なぜ、予期や期待や理想を捨てられないのだろうか。
私の見立てでは、立場主義の要因が大きい。
立場主義とは、私の敬愛する友人である安冨歩さんの案出した概念である。
「立場主義」は、自分の立場を守るために必死で「役」を果たそうとする行動パターンです。第二次世界大戦で日本社会に浸透し、戦後は高度成長を実現したことで日本社会のエートス(習慣、気風)になったと考えています。「立場主義」の社会で働く人は、みんな一緒に辛い環境を耐え忍んでいる――、「ホモソーシャル」で「マゾヒスティック」な「ホモマゾ」なんです。
日本の本当の名は「日本立場主義人民共和国」であると彼が喝破したほどに、立場主義は日本社会の深部にまで浸透しているので、当たり前すぎて自覚すらも難しい。
なぜ、あきらめられないのか。
なぜ、予期や期待や理想を捨てられないのか。
それはつまり、立場を守るためにほかならない。あきらめてしまうと、立場が危うくなるのである。立場を失うことは社会的な死を意味する。だからどんな外れた予期でもどんな裏切られた期待でも、立場を死守するために、捨てられない。

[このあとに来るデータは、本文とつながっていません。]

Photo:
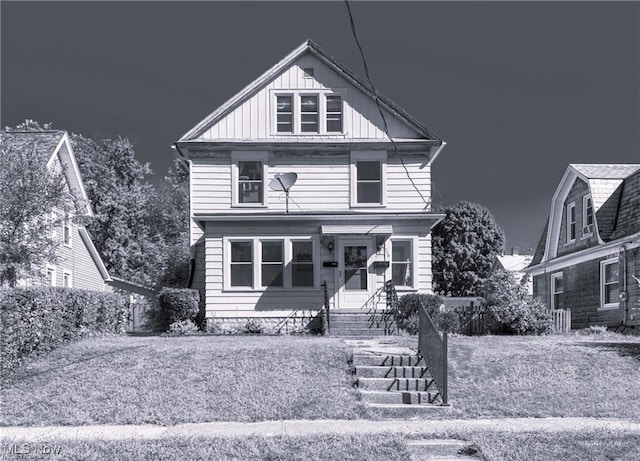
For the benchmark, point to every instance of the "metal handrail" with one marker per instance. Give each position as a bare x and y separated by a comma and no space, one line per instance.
433,346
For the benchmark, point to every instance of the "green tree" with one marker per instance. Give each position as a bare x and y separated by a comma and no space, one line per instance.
465,244
30,192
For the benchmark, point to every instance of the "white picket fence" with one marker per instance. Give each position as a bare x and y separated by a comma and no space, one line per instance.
561,321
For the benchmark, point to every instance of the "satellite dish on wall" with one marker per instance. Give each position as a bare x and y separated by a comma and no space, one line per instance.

そして本格的に立場を守れない状況に追い込まれると、あきらめるかと思いきや、「あきらめ」を飛び越えて自害する。日本人の辞書に「あきらめ」という文字はない、それは常に「あきらめられない」という不可能形でしか用いられない。
あきらめが、活路を拓く
先述のように、竹細工のような小さな手仕事でも、「あきらめられない」が一生ものの深い切り傷につながるくらいだから、それを長年にわたり続ければ致命傷を負うのは必定である。
その危険性を承知の上で、それでも立場があるせいで、あきらめきれないのが日本人だ。
しかし、である。
多くの偶然が重なって、私には「あきらめる」という選択が許され、他でもなくその「あきらめ」こそが、私に多くの活路を拓いてくれた。
例えば、ヴァイオリン。
この楽器はあきらめる人が多いように思うかもしれないが、私のはそんな「雑なあきらめ」ではない。あきらめにも作法がある。ただあきらめればいい、というものではない。
まず私は、ポジション移動をあきらめた。
これはヴァイオリンをかじったことがある人ならすぐにわかることだが、ポジション移動はだいぶ初歩的な技術である。その初歩的な技術を、私はあきらめた。

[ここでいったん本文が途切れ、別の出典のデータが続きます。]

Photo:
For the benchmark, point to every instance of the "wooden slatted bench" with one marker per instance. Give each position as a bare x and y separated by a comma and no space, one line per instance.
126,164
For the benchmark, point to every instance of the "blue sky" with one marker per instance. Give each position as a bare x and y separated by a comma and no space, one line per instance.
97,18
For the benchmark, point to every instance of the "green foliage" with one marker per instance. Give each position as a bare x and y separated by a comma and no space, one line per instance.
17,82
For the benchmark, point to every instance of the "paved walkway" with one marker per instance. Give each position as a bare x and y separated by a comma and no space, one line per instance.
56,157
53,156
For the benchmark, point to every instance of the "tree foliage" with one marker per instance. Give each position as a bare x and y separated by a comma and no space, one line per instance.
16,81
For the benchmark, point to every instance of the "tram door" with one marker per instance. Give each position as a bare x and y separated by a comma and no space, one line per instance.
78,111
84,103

そして、正しい楽器の構え方と弓の持ち方をあきらめた。
私はMartin Hayesという人のヴァイオリンが世界で一番美しいと思っていて、彼のように弾きたい。彼はポジション移動をしないし、構え方も持ち方もむちゃくちゃだ。彼にたどり着いて、彼を真似る中で、ポジション移動も正しい構え方も持ち方も結果的にあきらめることになった。
あきらめた結果どうなったかというと、私はいま、お金をもらってヴァイオリンを弾いたり教えたりしている。

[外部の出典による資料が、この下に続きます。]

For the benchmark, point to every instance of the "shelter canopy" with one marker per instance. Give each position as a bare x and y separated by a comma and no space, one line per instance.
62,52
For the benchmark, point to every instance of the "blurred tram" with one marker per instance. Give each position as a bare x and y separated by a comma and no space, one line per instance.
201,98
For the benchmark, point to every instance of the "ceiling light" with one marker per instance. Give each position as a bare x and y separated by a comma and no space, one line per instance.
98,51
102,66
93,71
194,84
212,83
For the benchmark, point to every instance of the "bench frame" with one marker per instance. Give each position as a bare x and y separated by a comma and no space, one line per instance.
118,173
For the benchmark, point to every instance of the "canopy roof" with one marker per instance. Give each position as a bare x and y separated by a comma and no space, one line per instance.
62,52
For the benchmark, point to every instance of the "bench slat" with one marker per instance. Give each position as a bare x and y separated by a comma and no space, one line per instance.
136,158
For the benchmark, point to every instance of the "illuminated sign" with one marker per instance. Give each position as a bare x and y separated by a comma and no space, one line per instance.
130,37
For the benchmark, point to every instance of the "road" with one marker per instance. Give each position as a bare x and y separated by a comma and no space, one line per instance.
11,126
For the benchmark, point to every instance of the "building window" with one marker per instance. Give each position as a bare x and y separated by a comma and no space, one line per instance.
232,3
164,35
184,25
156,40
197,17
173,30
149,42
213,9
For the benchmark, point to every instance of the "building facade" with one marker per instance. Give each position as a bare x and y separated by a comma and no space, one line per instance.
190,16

あきらめがなければまず無理だった。ポジション移動や正しさを「あきらめられない」ような立場主義的な頑迷さを引きずっていたら、ヴァイオリニストとしてはとうに死んでいたに違いない。
精緻なあきらめ
先ほど「雑なあきらめ」と書いたが、私に多くの活路を拓いてくれたのは、それではない。「雑なあきらめ」は「あきらめ」のようでいて、「あきらめられない」の一形態に過ぎない。そこを混同してはいけない。
大事なのは、「精緻なあきらめ」だ。
例えば私は最近、バレエを始めた。
42歳のおっさんが、「年甲斐もなく」「恥も外聞もなく」バレエを始めるなんてやもすると「あきらめが悪い」と思われるかもしれない。
だが違うのである。
バレリーナとしてローザンヌを獲るとか、プロバレエダンサーとしてステージで踊る、ということを私はきちんとあきらめている。だが「プロバレエダンサーを目指すこと」と「バレエを始めること」はイコールではない。だから私は前者のみを明確にあきらめた上で、バレエを始めたのである。この「精緻なあきらめ」がなかったら、私はバレエを始められなかった。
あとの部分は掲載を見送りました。